The organization I work for is very security-minded. There is a separation between the group of System Administrators who are responsible for the operating systems (who, obviously, have root) and those of us who maintain the services that run on those operating systems (of which I would be one, and we are not to have access to root except constrained via sudo).
I am currently in the process of redesigning how we maintain our Apache configuration. The new setup will be running on RHEL, where the old ran on Solaris.
Somehow, under Solaris, when piped logging was used, the scripts to which the log was piped ran as the same user as Apache, that being webservd.
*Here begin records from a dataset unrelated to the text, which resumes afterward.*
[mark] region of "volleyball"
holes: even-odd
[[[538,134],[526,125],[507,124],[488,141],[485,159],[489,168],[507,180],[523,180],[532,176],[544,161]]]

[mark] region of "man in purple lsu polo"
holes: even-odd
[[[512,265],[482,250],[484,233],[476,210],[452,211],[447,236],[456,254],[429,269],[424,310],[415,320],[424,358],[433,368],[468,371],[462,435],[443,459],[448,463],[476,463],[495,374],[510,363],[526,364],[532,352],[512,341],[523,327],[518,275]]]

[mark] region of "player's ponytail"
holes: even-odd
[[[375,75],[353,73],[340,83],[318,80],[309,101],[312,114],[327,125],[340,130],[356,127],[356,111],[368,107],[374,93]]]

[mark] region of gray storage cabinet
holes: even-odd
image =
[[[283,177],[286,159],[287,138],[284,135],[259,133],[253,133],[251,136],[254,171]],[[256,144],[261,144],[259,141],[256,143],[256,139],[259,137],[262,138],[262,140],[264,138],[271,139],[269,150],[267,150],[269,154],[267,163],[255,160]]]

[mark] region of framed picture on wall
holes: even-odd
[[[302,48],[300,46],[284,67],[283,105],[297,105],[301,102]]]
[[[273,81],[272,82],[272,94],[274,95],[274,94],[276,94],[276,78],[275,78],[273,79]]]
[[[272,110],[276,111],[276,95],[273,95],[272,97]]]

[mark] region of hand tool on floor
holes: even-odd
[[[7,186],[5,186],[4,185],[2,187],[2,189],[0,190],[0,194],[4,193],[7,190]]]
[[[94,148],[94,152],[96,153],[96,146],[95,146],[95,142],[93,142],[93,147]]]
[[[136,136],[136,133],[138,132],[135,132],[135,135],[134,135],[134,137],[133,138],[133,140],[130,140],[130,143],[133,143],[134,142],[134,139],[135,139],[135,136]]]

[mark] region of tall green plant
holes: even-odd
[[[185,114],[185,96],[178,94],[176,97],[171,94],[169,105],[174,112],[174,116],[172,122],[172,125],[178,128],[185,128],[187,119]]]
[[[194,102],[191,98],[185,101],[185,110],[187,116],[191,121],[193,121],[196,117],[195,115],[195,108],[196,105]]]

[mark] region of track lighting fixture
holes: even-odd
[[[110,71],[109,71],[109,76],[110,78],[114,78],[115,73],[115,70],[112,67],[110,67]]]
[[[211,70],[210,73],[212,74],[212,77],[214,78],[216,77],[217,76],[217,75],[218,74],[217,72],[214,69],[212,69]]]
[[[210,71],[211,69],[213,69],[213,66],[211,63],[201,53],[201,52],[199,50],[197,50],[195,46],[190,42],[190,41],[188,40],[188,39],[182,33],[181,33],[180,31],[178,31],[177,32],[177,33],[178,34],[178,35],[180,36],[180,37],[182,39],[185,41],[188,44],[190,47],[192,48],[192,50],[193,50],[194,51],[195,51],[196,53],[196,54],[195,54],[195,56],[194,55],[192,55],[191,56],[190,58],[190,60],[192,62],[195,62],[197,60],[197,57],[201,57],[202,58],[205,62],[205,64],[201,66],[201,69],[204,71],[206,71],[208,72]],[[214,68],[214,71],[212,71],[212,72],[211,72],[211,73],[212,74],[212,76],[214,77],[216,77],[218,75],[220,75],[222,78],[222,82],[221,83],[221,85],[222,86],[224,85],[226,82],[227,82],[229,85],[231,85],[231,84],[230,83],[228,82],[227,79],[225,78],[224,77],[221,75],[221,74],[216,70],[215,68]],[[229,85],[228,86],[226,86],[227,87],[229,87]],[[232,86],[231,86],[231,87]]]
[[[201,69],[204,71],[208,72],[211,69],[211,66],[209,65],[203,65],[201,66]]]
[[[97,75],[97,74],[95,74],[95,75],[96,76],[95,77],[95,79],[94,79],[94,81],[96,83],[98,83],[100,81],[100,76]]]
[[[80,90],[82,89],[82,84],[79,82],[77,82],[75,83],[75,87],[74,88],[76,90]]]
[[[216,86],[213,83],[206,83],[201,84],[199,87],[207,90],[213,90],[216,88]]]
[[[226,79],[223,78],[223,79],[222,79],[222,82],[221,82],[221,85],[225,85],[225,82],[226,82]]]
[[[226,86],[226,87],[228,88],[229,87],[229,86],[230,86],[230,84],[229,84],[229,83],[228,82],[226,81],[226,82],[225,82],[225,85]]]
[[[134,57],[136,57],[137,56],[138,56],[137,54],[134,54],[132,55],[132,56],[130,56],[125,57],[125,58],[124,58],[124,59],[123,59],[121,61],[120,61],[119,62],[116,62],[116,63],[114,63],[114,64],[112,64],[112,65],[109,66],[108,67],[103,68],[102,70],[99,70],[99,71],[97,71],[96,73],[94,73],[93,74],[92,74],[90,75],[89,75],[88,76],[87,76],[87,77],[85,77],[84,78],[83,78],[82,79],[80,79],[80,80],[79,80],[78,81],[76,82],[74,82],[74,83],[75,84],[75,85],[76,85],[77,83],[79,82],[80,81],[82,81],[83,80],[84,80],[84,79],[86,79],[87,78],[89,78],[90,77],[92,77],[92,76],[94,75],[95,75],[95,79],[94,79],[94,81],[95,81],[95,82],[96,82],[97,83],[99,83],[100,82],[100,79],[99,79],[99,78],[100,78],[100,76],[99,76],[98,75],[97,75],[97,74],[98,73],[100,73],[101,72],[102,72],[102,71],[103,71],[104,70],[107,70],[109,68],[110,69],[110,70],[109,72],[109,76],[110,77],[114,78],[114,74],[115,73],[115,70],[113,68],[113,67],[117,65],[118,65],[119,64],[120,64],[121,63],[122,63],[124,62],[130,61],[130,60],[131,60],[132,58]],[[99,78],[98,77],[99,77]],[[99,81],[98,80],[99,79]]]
Under RHEL, however, they end up running as root, where I would have preferred that they run as the apache service account (i.e. apache, the same account where the actual Apahce services get spawned).
Solutions that involve using sudo in the pipe call aren't sufficient; before I'll be allowed to move this past QA, I'll need to come up with a way to make it so that you can't cause something to run as root by putting it into the Apache config files. I suspect that the solution involves granting the apache user some special priviliges (so that it can bind to ports 80/443) and then using that rather than root to start the service.
Any help would be greatly appreciated.
Addendum: A request was made that I show how the piped log is called.
This is the relevant line from the configuration file:
CustomLog "||/httpd/scripts/syslog.py" qradar
What ends up happening is that the script at /httpd/scripts/syslog.py ends up running as root. We need to make this not only not happen, but also not possible to do.